How to Become a Community College Counselor

How to Become a Community College CounselorBecoming a community college counselor can be a very rewarding career move if you have the right qualities for this job. Counselors, first of all, have an intimate knowledge of education and career options/opportunities; they also specialize in helping students make decisions about what to study, what careers are most realistic for their skill/aptitude sets, and how to deal with issues/problems common to those who attend community colleges.

Starting the Process

Master's Degree
Find Related CareersSOURCE: US Bureau of Labor Statistics
At the most basic level, if you want to become a college counselor, pursue a bachelors in psychology or counseling. Since both psychology/counseling programs have specific concentrations, select courses/tracks that fit in with what most colleges expect counselors to know. You can determine this by finding an actual community college counselor job description; study it, then seek the input of a counselor in order to determine what is best for your individual situation.

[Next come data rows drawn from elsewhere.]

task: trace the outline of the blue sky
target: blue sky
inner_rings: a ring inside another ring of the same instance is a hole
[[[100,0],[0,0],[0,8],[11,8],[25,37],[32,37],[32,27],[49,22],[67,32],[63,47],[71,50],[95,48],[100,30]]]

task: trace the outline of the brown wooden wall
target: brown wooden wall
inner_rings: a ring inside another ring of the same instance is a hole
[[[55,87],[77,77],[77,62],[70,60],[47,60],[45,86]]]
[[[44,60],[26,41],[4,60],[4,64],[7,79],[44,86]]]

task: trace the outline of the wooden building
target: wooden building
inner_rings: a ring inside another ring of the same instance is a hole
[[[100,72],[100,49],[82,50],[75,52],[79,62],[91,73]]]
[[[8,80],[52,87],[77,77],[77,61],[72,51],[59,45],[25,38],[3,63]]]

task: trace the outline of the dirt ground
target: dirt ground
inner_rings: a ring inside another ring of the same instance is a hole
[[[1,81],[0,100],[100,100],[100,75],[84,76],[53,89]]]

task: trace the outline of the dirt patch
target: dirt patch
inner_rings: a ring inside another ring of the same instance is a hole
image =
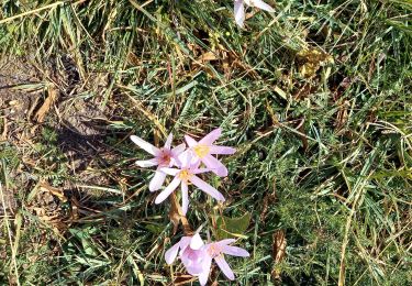
[[[12,167],[7,163],[10,179],[15,183],[9,194],[4,195],[8,213],[22,205],[16,199],[18,191],[27,195],[38,182],[59,187],[68,198],[76,197],[82,204],[90,190],[82,189],[81,185],[110,184],[101,170],[109,166],[108,161],[113,157],[113,150],[104,144],[107,122],[111,117],[110,108],[104,111],[100,109],[101,97],[85,99],[78,96],[88,87],[93,91],[100,90],[105,80],[97,77],[97,84],[91,82],[93,79],[90,78],[88,82],[82,82],[75,73],[74,63],[66,61],[67,58],[63,59],[65,57],[56,59],[60,65],[47,66],[46,63],[43,67],[37,67],[24,58],[9,57],[0,61],[0,154],[5,147],[11,147],[15,150],[15,156],[20,161]],[[53,86],[56,96],[40,121],[36,114],[51,96],[49,86]],[[42,132],[45,128],[57,134],[56,142],[44,141]],[[44,162],[48,147],[59,150],[66,162],[57,162],[53,157]],[[58,173],[63,165],[68,174],[63,175],[65,179],[57,180],[60,183],[56,184],[49,174]],[[32,176],[33,168],[37,175]],[[47,193],[40,193],[29,205],[37,216],[51,217],[53,212],[60,213],[57,211],[60,205],[56,205],[56,198],[52,199]],[[47,211],[41,213],[41,209]],[[3,212],[0,200],[0,215]]]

Educational Qualifications

In most cases, you will need a minimum of a master’s in counseling. Related degrees (education psychology, social work, etc.) may also be acceptable, depending on your state and the institution to which you apply for a job. Naturally, the more education you bring with you, the more likely it is you will find a job in this field. Having a PhD, for example, may get you higher salaries, positions with more responsibilities, etc.


In most cases, you will have to be licensed/certified by the state as a career or school counselor. Each state has its own guidelines/requirements you will have to meet in order to qualify for such formal state endorsement.

Although there are different types of “counselor,” if you want to become a licensed career counselor, you may have to pass a special exam (e.g., exam by the National Board for Certified Counselors), meet a set number of supervised clinical hours (e.g., such as recommended by the National Association of School Psychologists), and agree to take continuing educations credits.

Typical Job Duties

While on the job you may have to:

  • Meet with students to go over academic needs and goals
  • Help students set class schedules
  • Explain programs and degree programs
  • Support and motivate students
  • Help resolve conflicts
  • Coordinate career days and local business networking
  • Teach classes, when applicable or required

Professional & Personal Qualities

College counselors have a very unique job. In general, they should possess the following characteristics:

  • Compassionate personality
  • Gregarious, outgoing demeanor
  • Excellent listening skills
  • Eloquence
  • Patience & understanding


According to the US Bureau of Labor Statistics the median salary for counselors was about $53,380 as of 2010. What counselors make, however, greatly depends on years/quality of education, years or experience, formal training received, and degrees completed.

Job Prospects

Because of increased student enrollments, expanded academic programs, increasing numbers of foreign students, and the added options online colleges/universities are bringing to the table, the opportunities for counselors are varied and promising.


Deciding to become a community college counselor is a serious commitment on your part. You will have to take many courses in psychology and related subjects, in addition to core subject courses. In fact, expect to study for about 3 to 5 years after completing a bachelor’s. Completing a master’s is, in most cases, a necessity, but you should seriously consider also completing a PhD or similar graduate level degree.

As a community college counselor, you will do much more than help students select classes each semester. You will help them identify career aptitudes, deal with the pressures of college, overcome conflict with students, administration and instructors, and, if you have the qualifications and training, even help them deal with personal problems, deficiencies and conflicts.